We are gathered here this morning to appreciate the lives and honor the memory of 2,209 helicopter pilots and 2.704 helicopter crewmen who were killed while doing their duty in the Republic of Vietnam between May 30, 1961, and May 15, 1975. Theirs are some of the names among the 58,220 on this precious Wall. So many good men...so many good friends.
Before I come here I always remind myself of what another good friend, Captain B.T. Collins..who is now gone..liked to say at gatherings like this:
No whining and no crying! We are the fortunate ones! We survived...when so many better men gave up their precious lives for us. We owe them a sacred debt...to live each day to its fullest...trying to make this world a better place for our having lived and their having died.
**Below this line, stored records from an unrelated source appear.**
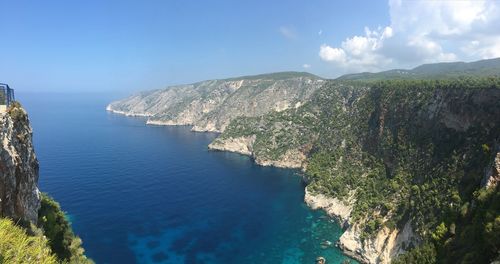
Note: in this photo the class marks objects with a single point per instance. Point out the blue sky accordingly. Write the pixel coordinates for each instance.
(135, 45)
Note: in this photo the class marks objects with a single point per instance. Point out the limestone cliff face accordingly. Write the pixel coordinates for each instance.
(292, 159)
(211, 105)
(19, 195)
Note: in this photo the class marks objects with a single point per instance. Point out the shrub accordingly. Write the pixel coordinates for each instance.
(18, 247)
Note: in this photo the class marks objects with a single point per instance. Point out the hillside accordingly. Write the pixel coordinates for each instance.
(408, 161)
(444, 70)
(211, 105)
(33, 227)
(399, 163)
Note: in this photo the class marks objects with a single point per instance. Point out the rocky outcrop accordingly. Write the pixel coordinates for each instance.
(211, 105)
(242, 145)
(492, 175)
(383, 247)
(292, 159)
(19, 194)
(340, 210)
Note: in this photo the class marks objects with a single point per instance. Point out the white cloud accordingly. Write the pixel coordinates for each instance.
(423, 32)
(328, 53)
(288, 32)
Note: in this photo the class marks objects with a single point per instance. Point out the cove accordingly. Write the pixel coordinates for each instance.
(156, 194)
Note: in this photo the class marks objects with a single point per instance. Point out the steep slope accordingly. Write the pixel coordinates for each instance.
(19, 194)
(41, 233)
(396, 162)
(444, 70)
(211, 105)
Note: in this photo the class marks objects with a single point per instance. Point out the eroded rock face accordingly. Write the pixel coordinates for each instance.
(19, 194)
(211, 105)
(292, 159)
(381, 248)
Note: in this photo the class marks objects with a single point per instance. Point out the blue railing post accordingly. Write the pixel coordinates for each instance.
(8, 93)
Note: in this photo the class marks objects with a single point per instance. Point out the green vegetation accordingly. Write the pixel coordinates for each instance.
(445, 70)
(16, 246)
(63, 242)
(16, 111)
(408, 150)
(277, 76)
So we come here today to remember them...and to celebrate their lives and their deeds. I like to come here at dawn...or around midnight...when things are so quiet you can hear their voices. What they are saying...when you listen hard enough...is this: We are at peace; so should you be...so should you be.
I would like to close by reading you from something written by a World War I poet named Lawrence Binyon:
They shall not grow old, as we that are left grow old,
Age shall not weary them...nor the years condemn.
At the going down of the sun, and in the morning,
We will remember them!
God Bless all our absent friends...and God bless you.
FReegards...MUD
If Gibson and Wallace tell it right, there won't be a dry eye anywhere near that movie.
Tears are streaming down my face.
That entire experience was too much for words. When Galloway spoke at the wall there was not a sound to be heard.....and then the sound of the helicopters coming in from a distance gave chills to everyone. I taped the speech and the flyover and am so glad I did. A member of our group also made a tape of the weekend.
Joe Galloway's speech at the dinner was also touching. He was funny when he said that all of the old pilots were probably too drunk or too deaf to listen so he might as well talk to the ladies.
Did you march in the 4th of July parade? If so, you know the reception from the crowd. We had non-stop cheers and applause from the crowd all the way down Constitution Avenue as we marched (wives, too) behind the banner of "Vietnam Helicopter Pilots Association."
Again thanks for posting this! I am glad you were able to be at that incredible reunion. What unit were you with and when?